Si nasce, si vive, si svanisce.
Come le arbusti di un’ ampia serra,
che man mano, col passare del tempo e degli anni crescono,
inesorabilmente legati alle radici dell’eternità: universale sovrana
degli animi.
Incontrastata regina del bene, ma
anche del male.
Dello stabile ed immenso equilibrio
che prudentemente regge le sorti dei destini viventi che sin ad ora e
fin da sempre dimoreranno nell’infinito regno della vita, innalzata
originariamente dall’alba di ogni tempo orsono, il sommo sovrano della
nascita ha adempito all’arduo compito della creazione con più potere
possibile concesso da ogni sua forza, l’eden del creato era il ritratto
stesso della propria perfezione, il riflesso di tutto il proprio essere
divino ed incancellabile, ma la distruzione del peccato gli ha
purtroppo impedito di riuscire a debellare del tutto l’immortale ombra
del male, perché incessante vivrà per sempre nel cuore degli uomini,
per sempre condannati alle tentazioni dei vizi.
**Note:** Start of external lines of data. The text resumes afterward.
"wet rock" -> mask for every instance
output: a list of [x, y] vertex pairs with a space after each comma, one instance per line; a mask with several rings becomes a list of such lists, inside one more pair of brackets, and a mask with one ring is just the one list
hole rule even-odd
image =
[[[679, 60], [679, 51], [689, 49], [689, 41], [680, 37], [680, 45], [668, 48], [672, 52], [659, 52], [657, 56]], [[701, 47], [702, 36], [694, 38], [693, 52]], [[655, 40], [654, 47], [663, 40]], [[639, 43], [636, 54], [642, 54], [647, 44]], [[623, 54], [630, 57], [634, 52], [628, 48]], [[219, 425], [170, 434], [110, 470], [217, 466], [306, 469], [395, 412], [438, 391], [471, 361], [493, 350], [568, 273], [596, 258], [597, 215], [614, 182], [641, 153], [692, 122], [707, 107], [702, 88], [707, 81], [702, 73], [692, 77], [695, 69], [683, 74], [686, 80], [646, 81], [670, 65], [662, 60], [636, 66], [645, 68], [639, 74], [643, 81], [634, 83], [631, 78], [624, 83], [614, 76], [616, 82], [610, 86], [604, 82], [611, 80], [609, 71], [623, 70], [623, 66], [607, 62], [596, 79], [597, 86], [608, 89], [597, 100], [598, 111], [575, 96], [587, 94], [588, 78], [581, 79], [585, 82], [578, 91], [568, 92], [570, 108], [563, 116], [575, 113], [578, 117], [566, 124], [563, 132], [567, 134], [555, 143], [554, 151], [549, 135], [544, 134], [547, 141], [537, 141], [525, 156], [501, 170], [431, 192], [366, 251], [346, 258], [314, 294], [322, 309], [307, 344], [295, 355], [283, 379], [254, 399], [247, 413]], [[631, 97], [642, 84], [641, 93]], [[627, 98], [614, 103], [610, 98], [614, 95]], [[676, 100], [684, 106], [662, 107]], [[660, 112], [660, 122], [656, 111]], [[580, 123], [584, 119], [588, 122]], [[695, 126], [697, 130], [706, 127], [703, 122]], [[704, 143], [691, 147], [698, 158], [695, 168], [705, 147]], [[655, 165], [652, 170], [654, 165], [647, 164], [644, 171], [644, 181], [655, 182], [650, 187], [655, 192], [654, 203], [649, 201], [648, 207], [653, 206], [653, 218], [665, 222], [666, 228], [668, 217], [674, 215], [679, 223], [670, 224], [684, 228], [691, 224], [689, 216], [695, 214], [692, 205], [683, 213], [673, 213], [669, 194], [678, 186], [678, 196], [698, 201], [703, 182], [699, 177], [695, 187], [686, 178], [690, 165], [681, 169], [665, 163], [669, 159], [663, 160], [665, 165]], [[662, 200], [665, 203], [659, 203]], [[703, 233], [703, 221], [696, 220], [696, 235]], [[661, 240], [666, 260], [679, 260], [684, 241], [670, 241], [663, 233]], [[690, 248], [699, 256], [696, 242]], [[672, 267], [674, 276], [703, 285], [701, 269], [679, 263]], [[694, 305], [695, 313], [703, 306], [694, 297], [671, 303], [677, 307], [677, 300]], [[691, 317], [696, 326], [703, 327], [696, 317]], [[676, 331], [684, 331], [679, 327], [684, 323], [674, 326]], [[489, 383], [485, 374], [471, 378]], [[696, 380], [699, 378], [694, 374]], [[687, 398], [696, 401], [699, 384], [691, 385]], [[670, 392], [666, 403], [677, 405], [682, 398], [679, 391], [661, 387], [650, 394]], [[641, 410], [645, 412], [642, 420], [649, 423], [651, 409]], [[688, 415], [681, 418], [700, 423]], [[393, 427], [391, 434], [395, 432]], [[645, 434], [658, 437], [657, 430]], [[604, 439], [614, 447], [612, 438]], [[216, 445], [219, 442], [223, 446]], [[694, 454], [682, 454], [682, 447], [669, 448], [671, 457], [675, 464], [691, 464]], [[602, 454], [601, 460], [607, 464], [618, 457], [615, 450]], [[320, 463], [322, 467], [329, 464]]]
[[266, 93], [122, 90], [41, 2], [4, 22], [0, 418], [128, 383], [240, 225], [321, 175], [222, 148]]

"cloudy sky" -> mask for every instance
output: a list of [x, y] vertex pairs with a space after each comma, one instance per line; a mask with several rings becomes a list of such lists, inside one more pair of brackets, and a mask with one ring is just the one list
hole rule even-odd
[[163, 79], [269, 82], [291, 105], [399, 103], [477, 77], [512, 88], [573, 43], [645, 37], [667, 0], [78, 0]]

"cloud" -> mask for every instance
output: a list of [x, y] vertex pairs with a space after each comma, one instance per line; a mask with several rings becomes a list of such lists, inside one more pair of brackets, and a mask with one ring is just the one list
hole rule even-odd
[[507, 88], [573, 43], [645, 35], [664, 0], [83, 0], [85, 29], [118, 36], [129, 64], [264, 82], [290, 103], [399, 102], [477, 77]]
Le nubi velate d’argento si spostano
seguite dal fioco e gelato vento che abilmente manovrandole le
trasporta da una sponda all’altra del cielo oscuro, quasi
sgretolandolo, facendo sparire del tutto qualsiasi traccia rimasta
anche della più piccola nuvola.
Stille d’acqua grigiastra si
accingono a ruzzolare verso terra una dopo l’altra, sempre più
rapidamente, secondo dopo secondo inumidiscono le sporgenti valli
innalzate alla luna che non c’è. Boati improvvisi interrompono
subitamente i silenzi che avvolgono i monti.
Le tormente spazzano via ogni residuo
degli alti alberi già decaduti.
Si riescono ad intravedere soltanto
le luci di una umile e piccina dimora nascosta tra i folti boschi
d’alta montagna, circondata da fosche ombre che la ricoprono avide.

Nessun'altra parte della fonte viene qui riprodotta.